Here's the problems!

Problem 1

Find the value of $2^{0+1+2}+2+0(1+(2))+20(12)$.

$\textbf{(A)}\ 8 \qquad\textbf{(B)}\ 248 \qquad\textbf{(C)}\ 250 \qquad\textbf{(D)}\ 252 \qquad\textbf{(E)}\ 254$

Problem 2

If $|x-2|=0$, and $|y-3|=1$, find the sum of all possible values of $|xy|$.

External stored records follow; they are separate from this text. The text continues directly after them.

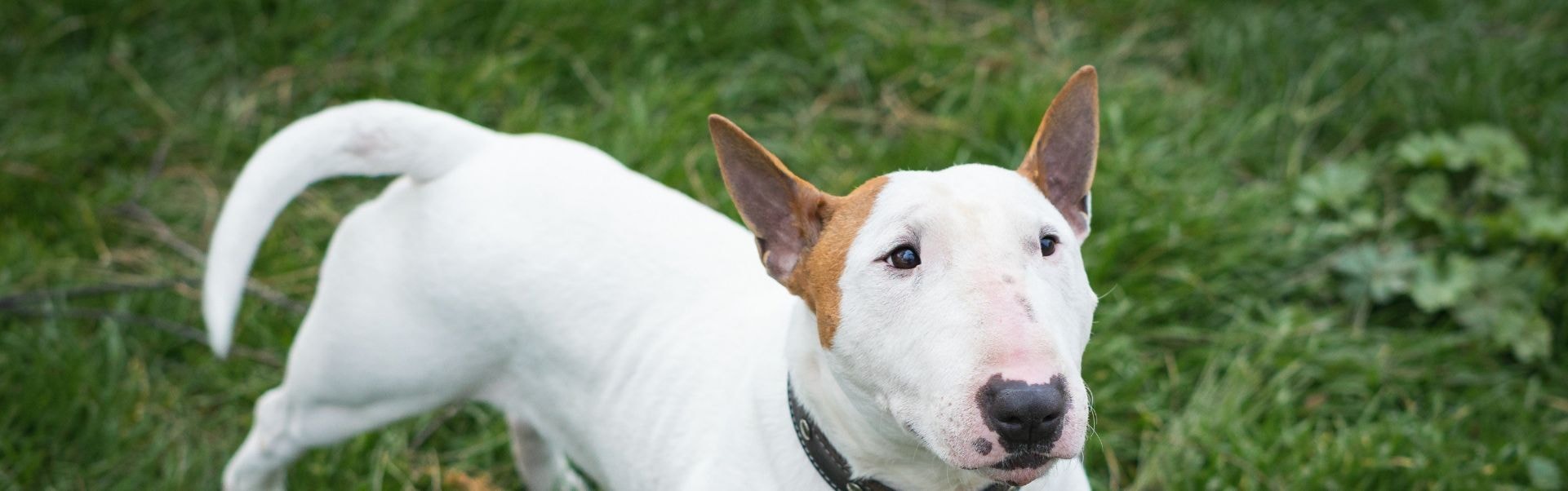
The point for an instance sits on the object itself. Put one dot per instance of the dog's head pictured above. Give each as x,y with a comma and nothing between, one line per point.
955,300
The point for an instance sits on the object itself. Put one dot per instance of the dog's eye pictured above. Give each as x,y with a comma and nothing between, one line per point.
1048,246
904,258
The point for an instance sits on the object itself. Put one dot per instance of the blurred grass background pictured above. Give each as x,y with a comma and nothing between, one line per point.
1233,348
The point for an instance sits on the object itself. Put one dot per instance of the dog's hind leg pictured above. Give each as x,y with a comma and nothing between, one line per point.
289,424
543,467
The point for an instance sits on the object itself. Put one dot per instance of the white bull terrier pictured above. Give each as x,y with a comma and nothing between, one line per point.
922,333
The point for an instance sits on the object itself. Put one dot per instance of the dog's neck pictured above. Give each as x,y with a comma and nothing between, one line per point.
860,427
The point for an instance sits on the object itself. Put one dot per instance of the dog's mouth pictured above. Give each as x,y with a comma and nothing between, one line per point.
1026,460
1019,468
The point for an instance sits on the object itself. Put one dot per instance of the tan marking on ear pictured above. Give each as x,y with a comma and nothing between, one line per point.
1060,159
817,278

$\textbf{(A)}\ 0 \qquad\textbf{(B)}\ 4 \qquad\textbf{(C)}\ 8 \qquad\textbf{(D)}\ 12 \qquad\textbf{(E)}\ 16$

Problem 3

What is $1*2+2*3+3*4+4*5+5*6+6*7+7*8$?

$\textbf{(A)}\ 84 \qquad\textbf{(B)}\ 120 \qquad\textbf{(C)}\ 138 \qquad\textbf{(D)}\ 150 \qquad\textbf{(E)}\ 168$

Problem 4

Find the sum of all positive integer $x$ and $y$ such that

(1) $|x-y| \geq 0$

(2) $x+y \leq 6$

(3) $xy \leq 8$

Problem 10

Jack and Jill play a (bad) game on a number line which contains the integers. Jack starts at $-1$, and Jill starts at $18$. Every turn, the judge flip a standard six sided die. If the number rolled is a square number, Jack moves to the right $10$ units. Otherwise, Jill moves to the left $5$ units. Find the probability for which Jack and Jill pass each other for the first time in $3$ moves.

$\textbf{(A)}\ 4/27 \qquad\textbf{(B)}\ 2/9 \qquad\textbf{(C)}\ 1/3 \qquad\textbf{(D)}\ 4/9 \qquad\textbf{(E)}\ 2/3$

Problem 13

How many $4$-digit integers contain a substring of digits that is divisible by $4$? (For example, count in $1532$ because it contains $32$, but don't count in $1734$.)